Devam edelim, bu sosyal medyada kimse burnundan kıl aldırmıyor. Hayatında tek bir gün sokağa çıkmamış insanlar, yağıp gürlüyorlar. Örneğin Temmuz’un 2’sinde herkesin canı pek bir acıyor. 37 insan öldü, failler serbest, onları savunan avukatlar teker teker AKP milletvekili yapıldı. Biz ne yaptık?
Mesela, aklıma geliyor, o lanetli Madımak Oteli yeniden açıldığında en az yüz aydın, kapıda oturup açlık grevine başlayabilirdik. Kimseleri içeri sokmayabilirdik. Hiçbirimizin paçası yemedi. Şimdi “Her 2 Temmuz’da içimiz yanıyor” diyoruz, yağıp gürlememiz bu kadar olduğuna göre, içimiz her daim yanacak.
Bugün yağıp esme günüm, sosyal medya kaynıyor, “MHP Millet Meclisi Başkanlığı’nı AKP’ye verdi ” diye. Kimsenin aklına şöyle bir şey gelmiyor, CHP neden parti başkanına bile haber vermeden gidip, kasetlerini ortaya saçan Tayyip Erdoğan’la görüşen (Bu görüşmede neler konuşuldu, bu konuşmalar da bir zamanlar Dolmabahçe Sarayı’nda yapılan Genelkurmay Başkanı Yaşar Büyükanıt- Tayyip Erdoğan konuşması gibi mezara kadar mı sürecek?) Deniz Baykal’ı aday gösterdi? Sonra ne oldu? CHP - MHP ile müşterek cumhurbaşkanı adayı gösterdiği Ekmeleddin Bey’den neden birden soğudu? Yani biraz da bu soruları sorun?

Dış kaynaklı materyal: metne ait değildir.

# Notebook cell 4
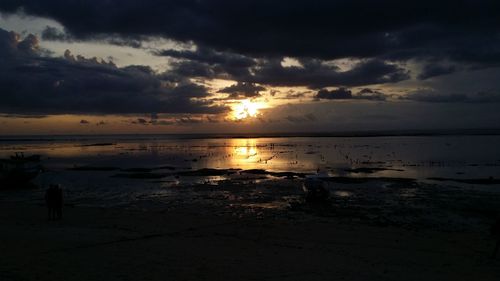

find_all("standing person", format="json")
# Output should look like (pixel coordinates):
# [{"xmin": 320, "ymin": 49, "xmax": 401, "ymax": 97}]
[{"xmin": 492, "ymin": 217, "xmax": 500, "ymax": 259}]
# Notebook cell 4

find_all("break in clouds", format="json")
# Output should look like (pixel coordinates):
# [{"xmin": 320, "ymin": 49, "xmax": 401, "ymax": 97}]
[{"xmin": 1, "ymin": 0, "xmax": 500, "ymax": 126}]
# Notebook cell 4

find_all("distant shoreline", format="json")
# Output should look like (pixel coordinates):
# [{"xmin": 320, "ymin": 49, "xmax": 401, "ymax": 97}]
[{"xmin": 1, "ymin": 128, "xmax": 500, "ymax": 142}]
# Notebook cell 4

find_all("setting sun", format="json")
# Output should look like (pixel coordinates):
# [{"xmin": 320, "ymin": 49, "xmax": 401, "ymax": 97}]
[{"xmin": 231, "ymin": 99, "xmax": 265, "ymax": 120}]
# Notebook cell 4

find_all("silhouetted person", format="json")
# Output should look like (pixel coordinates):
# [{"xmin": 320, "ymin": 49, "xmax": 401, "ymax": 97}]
[
  {"xmin": 491, "ymin": 217, "xmax": 500, "ymax": 258},
  {"xmin": 44, "ymin": 184, "xmax": 63, "ymax": 220}
]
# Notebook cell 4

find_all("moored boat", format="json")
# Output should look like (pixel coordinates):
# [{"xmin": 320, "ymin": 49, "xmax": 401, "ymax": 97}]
[{"xmin": 0, "ymin": 153, "xmax": 42, "ymax": 186}]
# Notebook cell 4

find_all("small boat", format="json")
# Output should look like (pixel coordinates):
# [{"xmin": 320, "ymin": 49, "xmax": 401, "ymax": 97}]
[{"xmin": 0, "ymin": 153, "xmax": 42, "ymax": 186}]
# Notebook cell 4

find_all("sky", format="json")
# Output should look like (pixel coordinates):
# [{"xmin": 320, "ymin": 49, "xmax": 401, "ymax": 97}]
[{"xmin": 1, "ymin": 0, "xmax": 500, "ymax": 135}]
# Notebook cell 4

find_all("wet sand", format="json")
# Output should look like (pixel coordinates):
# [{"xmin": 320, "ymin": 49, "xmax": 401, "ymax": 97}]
[{"xmin": 1, "ymin": 194, "xmax": 499, "ymax": 281}]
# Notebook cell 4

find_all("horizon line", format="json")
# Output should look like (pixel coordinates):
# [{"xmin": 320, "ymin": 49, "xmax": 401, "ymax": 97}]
[{"xmin": 2, "ymin": 128, "xmax": 500, "ymax": 141}]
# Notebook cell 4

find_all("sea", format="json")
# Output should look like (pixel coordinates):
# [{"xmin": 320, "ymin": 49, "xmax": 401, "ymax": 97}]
[{"xmin": 1, "ymin": 132, "xmax": 500, "ymax": 208}]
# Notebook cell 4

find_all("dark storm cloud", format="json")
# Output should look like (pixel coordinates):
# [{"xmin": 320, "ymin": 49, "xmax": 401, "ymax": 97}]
[
  {"xmin": 156, "ymin": 46, "xmax": 256, "ymax": 69},
  {"xmin": 160, "ymin": 48, "xmax": 256, "ymax": 81},
  {"xmin": 315, "ymin": 87, "xmax": 387, "ymax": 101},
  {"xmin": 41, "ymin": 26, "xmax": 144, "ymax": 48},
  {"xmin": 248, "ymin": 59, "xmax": 409, "ymax": 88},
  {"xmin": 167, "ymin": 57, "xmax": 409, "ymax": 88},
  {"xmin": 316, "ymin": 88, "xmax": 353, "ymax": 100},
  {"xmin": 417, "ymin": 63, "xmax": 457, "ymax": 80},
  {"xmin": 0, "ymin": 29, "xmax": 38, "ymax": 56},
  {"xmin": 1, "ymin": 0, "xmax": 500, "ymax": 67},
  {"xmin": 41, "ymin": 26, "xmax": 68, "ymax": 41},
  {"xmin": 0, "ymin": 29, "xmax": 226, "ymax": 115},
  {"xmin": 356, "ymin": 88, "xmax": 387, "ymax": 101},
  {"xmin": 167, "ymin": 61, "xmax": 218, "ymax": 80},
  {"xmin": 217, "ymin": 82, "xmax": 265, "ymax": 99}
]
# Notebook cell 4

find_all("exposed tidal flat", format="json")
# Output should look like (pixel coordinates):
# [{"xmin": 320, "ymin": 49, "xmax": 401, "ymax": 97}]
[{"xmin": 1, "ymin": 135, "xmax": 500, "ymax": 280}]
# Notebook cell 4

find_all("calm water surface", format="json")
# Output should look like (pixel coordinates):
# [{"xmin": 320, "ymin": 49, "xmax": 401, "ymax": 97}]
[
  {"xmin": 1, "ymin": 135, "xmax": 499, "ymax": 177},
  {"xmin": 1, "ymin": 135, "xmax": 499, "ymax": 206}
]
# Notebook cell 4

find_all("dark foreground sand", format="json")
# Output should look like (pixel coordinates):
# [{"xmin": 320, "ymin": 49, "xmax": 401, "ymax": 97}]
[{"xmin": 1, "ymin": 200, "xmax": 499, "ymax": 281}]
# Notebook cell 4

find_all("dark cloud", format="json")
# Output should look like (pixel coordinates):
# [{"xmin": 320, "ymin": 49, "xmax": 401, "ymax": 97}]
[
  {"xmin": 217, "ymin": 82, "xmax": 265, "ymax": 99},
  {"xmin": 177, "ymin": 117, "xmax": 204, "ymax": 124},
  {"xmin": 128, "ymin": 114, "xmax": 211, "ymax": 126},
  {"xmin": 280, "ymin": 90, "xmax": 311, "ymax": 100},
  {"xmin": 166, "ymin": 60, "xmax": 223, "ymax": 81},
  {"xmin": 0, "ymin": 29, "xmax": 38, "ymax": 56},
  {"xmin": 2, "ymin": 0, "xmax": 500, "ymax": 67},
  {"xmin": 316, "ymin": 88, "xmax": 352, "ymax": 100},
  {"xmin": 41, "ymin": 26, "xmax": 68, "ymax": 41},
  {"xmin": 41, "ymin": 26, "xmax": 144, "ymax": 48},
  {"xmin": 168, "ymin": 57, "xmax": 410, "ymax": 88},
  {"xmin": 316, "ymin": 87, "xmax": 388, "ymax": 101},
  {"xmin": 356, "ymin": 88, "xmax": 387, "ymax": 101},
  {"xmin": 246, "ymin": 58, "xmax": 410, "ymax": 88},
  {"xmin": 161, "ymin": 48, "xmax": 257, "ymax": 82},
  {"xmin": 105, "ymin": 37, "xmax": 143, "ymax": 48},
  {"xmin": 0, "ymin": 29, "xmax": 226, "ymax": 116},
  {"xmin": 156, "ymin": 46, "xmax": 255, "ymax": 69},
  {"xmin": 418, "ymin": 63, "xmax": 457, "ymax": 80},
  {"xmin": 79, "ymin": 119, "xmax": 90, "ymax": 124}
]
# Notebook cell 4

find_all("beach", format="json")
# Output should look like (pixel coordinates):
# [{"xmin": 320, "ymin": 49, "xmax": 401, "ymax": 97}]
[{"xmin": 1, "ymin": 177, "xmax": 500, "ymax": 281}]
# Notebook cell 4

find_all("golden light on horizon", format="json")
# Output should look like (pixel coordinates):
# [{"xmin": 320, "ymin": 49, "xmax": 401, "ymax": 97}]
[{"xmin": 231, "ymin": 99, "xmax": 265, "ymax": 120}]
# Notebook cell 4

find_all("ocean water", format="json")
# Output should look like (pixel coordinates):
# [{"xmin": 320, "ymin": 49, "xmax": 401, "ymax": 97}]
[
  {"xmin": 1, "ymin": 134, "xmax": 500, "ymax": 207},
  {"xmin": 2, "ymin": 134, "xmax": 500, "ymax": 176}
]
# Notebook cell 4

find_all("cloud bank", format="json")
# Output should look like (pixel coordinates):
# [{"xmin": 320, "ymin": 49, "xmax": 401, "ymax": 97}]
[{"xmin": 0, "ymin": 28, "xmax": 226, "ymax": 115}]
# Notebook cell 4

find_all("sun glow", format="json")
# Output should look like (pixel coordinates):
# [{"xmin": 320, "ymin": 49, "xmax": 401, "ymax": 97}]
[{"xmin": 231, "ymin": 99, "xmax": 265, "ymax": 120}]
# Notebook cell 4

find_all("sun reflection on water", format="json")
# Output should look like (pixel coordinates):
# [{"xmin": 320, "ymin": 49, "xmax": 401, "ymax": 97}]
[{"xmin": 228, "ymin": 139, "xmax": 261, "ymax": 169}]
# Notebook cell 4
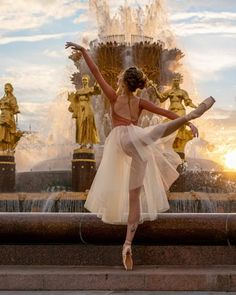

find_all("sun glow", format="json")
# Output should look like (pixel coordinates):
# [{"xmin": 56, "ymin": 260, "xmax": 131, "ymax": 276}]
[{"xmin": 224, "ymin": 150, "xmax": 236, "ymax": 171}]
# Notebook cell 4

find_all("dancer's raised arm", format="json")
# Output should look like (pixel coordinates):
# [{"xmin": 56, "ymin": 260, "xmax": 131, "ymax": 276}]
[
  {"xmin": 140, "ymin": 98, "xmax": 198, "ymax": 137},
  {"xmin": 65, "ymin": 42, "xmax": 117, "ymax": 103}
]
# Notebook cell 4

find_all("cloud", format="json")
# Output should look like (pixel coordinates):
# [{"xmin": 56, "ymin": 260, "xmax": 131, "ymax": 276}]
[
  {"xmin": 73, "ymin": 13, "xmax": 90, "ymax": 25},
  {"xmin": 184, "ymin": 49, "xmax": 236, "ymax": 81},
  {"xmin": 43, "ymin": 49, "xmax": 67, "ymax": 58},
  {"xmin": 173, "ymin": 22, "xmax": 236, "ymax": 37},
  {"xmin": 0, "ymin": 32, "xmax": 77, "ymax": 45},
  {"xmin": 170, "ymin": 12, "xmax": 236, "ymax": 22},
  {"xmin": 166, "ymin": 0, "xmax": 236, "ymax": 12},
  {"xmin": 18, "ymin": 101, "xmax": 51, "ymax": 130},
  {"xmin": 208, "ymin": 109, "xmax": 236, "ymax": 140},
  {"xmin": 0, "ymin": 62, "xmax": 71, "ymax": 102},
  {"xmin": 170, "ymin": 11, "xmax": 236, "ymax": 36},
  {"xmin": 0, "ymin": 0, "xmax": 88, "ymax": 33},
  {"xmin": 210, "ymin": 107, "xmax": 236, "ymax": 119},
  {"xmin": 20, "ymin": 102, "xmax": 50, "ymax": 117}
]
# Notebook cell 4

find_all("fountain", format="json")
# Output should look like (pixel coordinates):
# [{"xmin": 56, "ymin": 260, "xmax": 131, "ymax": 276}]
[
  {"xmin": 0, "ymin": 0, "xmax": 235, "ymax": 213},
  {"xmin": 0, "ymin": 1, "xmax": 234, "ymax": 211},
  {"xmin": 0, "ymin": 0, "xmax": 235, "ymax": 291},
  {"xmin": 0, "ymin": 0, "xmax": 233, "ymax": 213}
]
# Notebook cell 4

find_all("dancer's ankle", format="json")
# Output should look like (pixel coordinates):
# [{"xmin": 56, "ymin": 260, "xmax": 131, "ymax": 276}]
[{"xmin": 123, "ymin": 240, "xmax": 132, "ymax": 246}]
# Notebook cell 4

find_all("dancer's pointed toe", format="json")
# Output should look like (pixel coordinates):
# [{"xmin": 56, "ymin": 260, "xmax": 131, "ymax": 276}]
[
  {"xmin": 122, "ymin": 242, "xmax": 133, "ymax": 271},
  {"xmin": 200, "ymin": 96, "xmax": 216, "ymax": 110},
  {"xmin": 186, "ymin": 96, "xmax": 215, "ymax": 120}
]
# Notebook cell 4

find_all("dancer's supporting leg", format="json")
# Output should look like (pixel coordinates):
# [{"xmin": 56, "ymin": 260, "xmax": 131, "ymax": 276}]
[
  {"xmin": 125, "ymin": 186, "xmax": 141, "ymax": 244},
  {"xmin": 122, "ymin": 152, "xmax": 147, "ymax": 270}
]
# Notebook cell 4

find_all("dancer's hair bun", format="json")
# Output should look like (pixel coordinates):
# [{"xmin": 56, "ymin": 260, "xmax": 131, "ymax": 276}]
[{"xmin": 123, "ymin": 67, "xmax": 147, "ymax": 92}]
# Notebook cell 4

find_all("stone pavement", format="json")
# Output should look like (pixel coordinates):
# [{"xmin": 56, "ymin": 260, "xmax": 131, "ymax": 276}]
[
  {"xmin": 0, "ymin": 292, "xmax": 236, "ymax": 295},
  {"xmin": 0, "ymin": 265, "xmax": 235, "ymax": 291}
]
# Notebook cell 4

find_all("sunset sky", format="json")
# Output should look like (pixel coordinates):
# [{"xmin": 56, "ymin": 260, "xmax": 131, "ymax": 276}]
[{"xmin": 0, "ymin": 0, "xmax": 235, "ymax": 135}]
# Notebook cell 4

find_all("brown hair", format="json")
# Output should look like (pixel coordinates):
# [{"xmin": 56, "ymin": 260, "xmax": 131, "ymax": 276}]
[{"xmin": 123, "ymin": 67, "xmax": 147, "ymax": 92}]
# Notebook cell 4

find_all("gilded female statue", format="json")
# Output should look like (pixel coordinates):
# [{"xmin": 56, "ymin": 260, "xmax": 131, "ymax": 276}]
[
  {"xmin": 149, "ymin": 76, "xmax": 198, "ymax": 158},
  {"xmin": 0, "ymin": 83, "xmax": 22, "ymax": 152},
  {"xmin": 68, "ymin": 74, "xmax": 101, "ymax": 148}
]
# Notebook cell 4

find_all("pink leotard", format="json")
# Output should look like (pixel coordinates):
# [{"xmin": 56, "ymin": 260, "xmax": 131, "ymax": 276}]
[{"xmin": 111, "ymin": 98, "xmax": 178, "ymax": 127}]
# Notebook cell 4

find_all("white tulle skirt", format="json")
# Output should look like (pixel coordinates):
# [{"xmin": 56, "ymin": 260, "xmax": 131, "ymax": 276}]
[{"xmin": 84, "ymin": 124, "xmax": 182, "ymax": 224}]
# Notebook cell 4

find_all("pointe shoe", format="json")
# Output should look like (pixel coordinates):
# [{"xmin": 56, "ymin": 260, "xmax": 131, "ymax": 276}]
[
  {"xmin": 122, "ymin": 242, "xmax": 133, "ymax": 271},
  {"xmin": 186, "ymin": 96, "xmax": 216, "ymax": 120}
]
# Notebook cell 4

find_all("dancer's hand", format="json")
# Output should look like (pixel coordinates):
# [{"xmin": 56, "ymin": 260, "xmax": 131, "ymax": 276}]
[
  {"xmin": 189, "ymin": 123, "xmax": 199, "ymax": 137},
  {"xmin": 65, "ymin": 42, "xmax": 84, "ymax": 51}
]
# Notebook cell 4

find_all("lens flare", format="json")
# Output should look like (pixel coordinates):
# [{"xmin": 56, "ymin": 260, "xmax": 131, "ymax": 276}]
[{"xmin": 224, "ymin": 150, "xmax": 236, "ymax": 171}]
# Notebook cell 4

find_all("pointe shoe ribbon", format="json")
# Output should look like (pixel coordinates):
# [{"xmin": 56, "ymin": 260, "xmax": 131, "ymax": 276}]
[{"xmin": 186, "ymin": 96, "xmax": 215, "ymax": 121}]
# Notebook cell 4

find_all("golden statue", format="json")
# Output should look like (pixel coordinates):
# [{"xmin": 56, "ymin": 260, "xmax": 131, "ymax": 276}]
[
  {"xmin": 68, "ymin": 74, "xmax": 101, "ymax": 148},
  {"xmin": 0, "ymin": 83, "xmax": 23, "ymax": 153},
  {"xmin": 149, "ymin": 76, "xmax": 198, "ymax": 158}
]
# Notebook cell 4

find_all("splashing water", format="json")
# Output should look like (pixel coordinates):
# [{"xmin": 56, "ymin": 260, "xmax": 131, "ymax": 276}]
[
  {"xmin": 15, "ymin": 92, "xmax": 77, "ymax": 172},
  {"xmin": 89, "ymin": 0, "xmax": 175, "ymax": 47}
]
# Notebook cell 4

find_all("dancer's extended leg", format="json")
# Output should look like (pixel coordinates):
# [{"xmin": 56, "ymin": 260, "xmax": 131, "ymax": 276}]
[{"xmin": 149, "ymin": 96, "xmax": 215, "ymax": 141}]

Şimdi gelelim neredeyse gülünç bir duruma. Ah çok üzgünüz Yunanistan iflas etmiş. Millet neredeyse para toplayıp Yunanistan’ı kurtaracak! Bize ne oluyor? Yunan emeklisi için üzülenler kendi emeklilerinin nasıl süründüğünü bilmiyorlar mı? Ya paraları çok ya da istekleri az. Geçenlerde en zenginlerle en yoksulların hayatlarında ortak bir payda olduğunu ansızın keşfettim. Havaalanındayım, saba hın erken saatleri ama alan Harem Otogarı’na benziyor. Korkunç kalabalık ve kalabalığın büyük çoğunluğu ne yapacağını bilmiyor. Kuyruklar birbirine karışıyor, iş görenler beceriksiz, yirmi dakika da bilet kesen çalışan gördüm. Kavga çıngar. Bir an durup bakıyorum, en zenginler özel uçakları olduğu için bu kargaşadan uzaklar, en fakirler de yerlerinden kımıldayamadıkları için bu kargaşayı hiç görmüyorlar, bizim gibi ortadakiler karmaşanın tam göbeğinde! Keşfim nasıl ama. Bu arada Türkiye’nin turizm gelirinin bu yıl yerlerde sürüneceğini söylemek istiyorum. Turist milleti Türkiye’de savaş olduğunu sanıyor. Yahu sınır ticareti bitti, turizm gelirleri düştü, ihracat yerlerde; ne o biz Yunanistan’a üzülüyoruz! Dostlarım Yunanistan Avrupa kapitalizmine karşı bir savaş veriyor, keşke biz de öyle bir durumda olsak, elbette fedakârlık yapacaklar, çünkü bir misyon üstlendiler. Tüm dünyaya karşı başka yönetim alternatifleri olduğunu göstermek istiyorlar. Tam Küba ipe un sermişken Yunanistan’ın yıldızı yükseliyor. Gurur verici bir durum. Üzülmeyin!